Ayrıca Roma gezisi biliniği gibi, İstanbul’un 2027 Avrupa Oyunlarını kazanma çabasını desteklemek amacıyla gerçekleştirilmişti. Ancak, gezide bulunan gazeteciler arasında Ertuğrul Özkök gibi isimlerin de olması ve sonrasında bu gazetecilerin gezinin gerçekleştirilme amacından ziyade “yemek, içmek ve şarap” gibi detaylara odaklanmış olması hem iktidar, hem de kamuoyu nezdinde eleştirilere yol açmış, durduk yere karşı tarafın eline malzeme vermiştir.

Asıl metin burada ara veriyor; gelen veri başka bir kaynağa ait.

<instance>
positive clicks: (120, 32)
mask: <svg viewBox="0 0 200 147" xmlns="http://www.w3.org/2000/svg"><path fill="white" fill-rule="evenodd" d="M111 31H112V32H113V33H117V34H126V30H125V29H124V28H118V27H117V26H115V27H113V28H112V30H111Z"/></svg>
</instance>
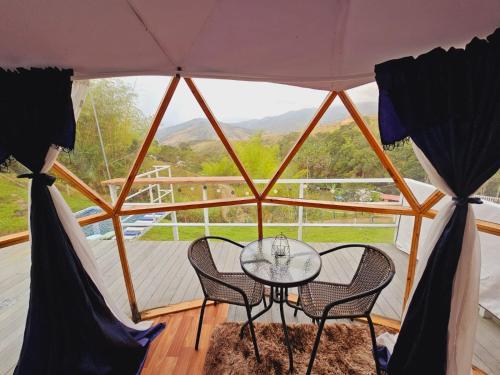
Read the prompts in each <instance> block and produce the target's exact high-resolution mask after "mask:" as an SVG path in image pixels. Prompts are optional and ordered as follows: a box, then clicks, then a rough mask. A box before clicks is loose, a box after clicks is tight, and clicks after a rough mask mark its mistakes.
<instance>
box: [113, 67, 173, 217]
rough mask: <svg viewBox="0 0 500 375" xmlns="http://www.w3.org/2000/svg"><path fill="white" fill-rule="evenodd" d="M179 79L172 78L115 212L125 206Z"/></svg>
mask: <svg viewBox="0 0 500 375" xmlns="http://www.w3.org/2000/svg"><path fill="white" fill-rule="evenodd" d="M179 79H180V77H179V76H174V77H172V79H171V80H170V83H169V85H168V88H167V91H166V92H165V95H164V96H163V99H162V101H161V103H160V106H159V107H158V110H157V111H156V114H155V117H154V119H153V122H152V123H151V127H150V128H149V131H148V134H147V135H146V138H145V139H144V142H143V143H142V145H141V148H140V149H139V152H138V153H137V156H136V158H135V160H134V163H133V164H132V168H130V172H129V173H128V176H127V181H126V182H125V184H124V185H123V188H122V191H121V192H120V195H119V196H118V199H117V200H116V204H115V206H114V212H115V213H116V212H119V211H120V209H121V208H122V206H123V203H124V202H125V198H126V197H127V194H128V193H129V191H130V188H131V187H132V183H133V182H134V179H135V177H136V176H137V172H139V169H140V167H141V165H142V162H143V161H144V158H145V157H146V154H147V152H148V150H149V146H151V143H152V142H153V139H154V137H155V135H156V131H157V130H158V127H159V126H160V123H161V120H162V119H163V115H164V114H165V112H166V110H167V107H168V105H169V104H170V101H171V100H172V96H173V95H174V92H175V89H176V88H177V85H178V84H179Z"/></svg>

Bunun yanı sıra, “Benim medyam, benim gazetecilerim” gibi bir algının yaratılması İmamoğlu’nun objektif ve şeffaf bir liderlik sergilemesi gereken dönemde, siyasi itibarını zedeleyecektir. İmamoğlu’nun, hem medyanın kendi lehine kullanıldığı algısından kaçınması, hem de kamu kaynaklarının kullanımı konusunda daha titiz davranması gerekiyor. Böylece hem savurganlık eleştirilerini bertaraf eder hem de kamu kaynaklarını sorumlu bir şekilde kullanma yönündeki kararlılığını gösterebilir. Bu, İmamoğlu’nun 2028’e kadar sürecek olan siyasi mücadelesinde daha güçlü ve meşru bir konumda olmasını sağlayabilir ve seçmen nezdinde haklı çıkmasına yardımcı olabilir.
İmamoğlu’nun İtalya gezisinin bir başka anlamı ve mesajı da; bunun bir yandan iktidara, bir yandan da Özgür Özel’e karşı bir meydan okuma olarak okunabilmesidir. Roma gezisi aslında, “Ben buradayım ve 2028’e hazırlanıyorum” mesajı veriyor ve İmamoğlu’nun liderlik iddiasını pekiştiriyor.
İmamoğlu’nun Roma gezisi, İstanbul’un meydanlarını aşan bir vizyonun işareti olarak, Türk siyasetinin karmaşık sahnesinde hem bir meydan okuma hem de bir liderlik beyanı olarak yorumlanabilir. Bu, İmamoğlu’nun sadece mevcut tartışmalara değil, Türkiye’nin geleceğine de seslenişidir.
İmamoğlu, siyasi kariyerinde geriye adım atmadan, sürekli ileriye yönelik hamleler yapıyor. İlk İstanbul Büyükşehir Belediye Başkanı seçildiği tarihten itibaren aslında cumhurbaşkanı adaylığı yoluna girmişti. İkinci kez İstanbul’u çok güçlü bir şekilde kazanarak bu iddiasını pekiştirmiş oldu. İmamoğlu, aynı zamanda Özgür Özel’in kurultayda genel başkanlık koltuğuna oturmasına önemli ölçüde katkı sağlayarak, partideki etkisini ve liderlik pozisyonunu da güçlendirdi. Bu süreçte adım adım ilerleyen İmamoğlu, Türk siyasetinde giderek daha belirgin bir figür haline gelmekte ve gelecek hedeflerine kararlı adımlarla yürümektedir.
Ne de olsa liderlik yarışı sadece koltuklar arası bir geçiş değil, aynı zamanda idealler ve vizyonlar arası bir mücadeledir.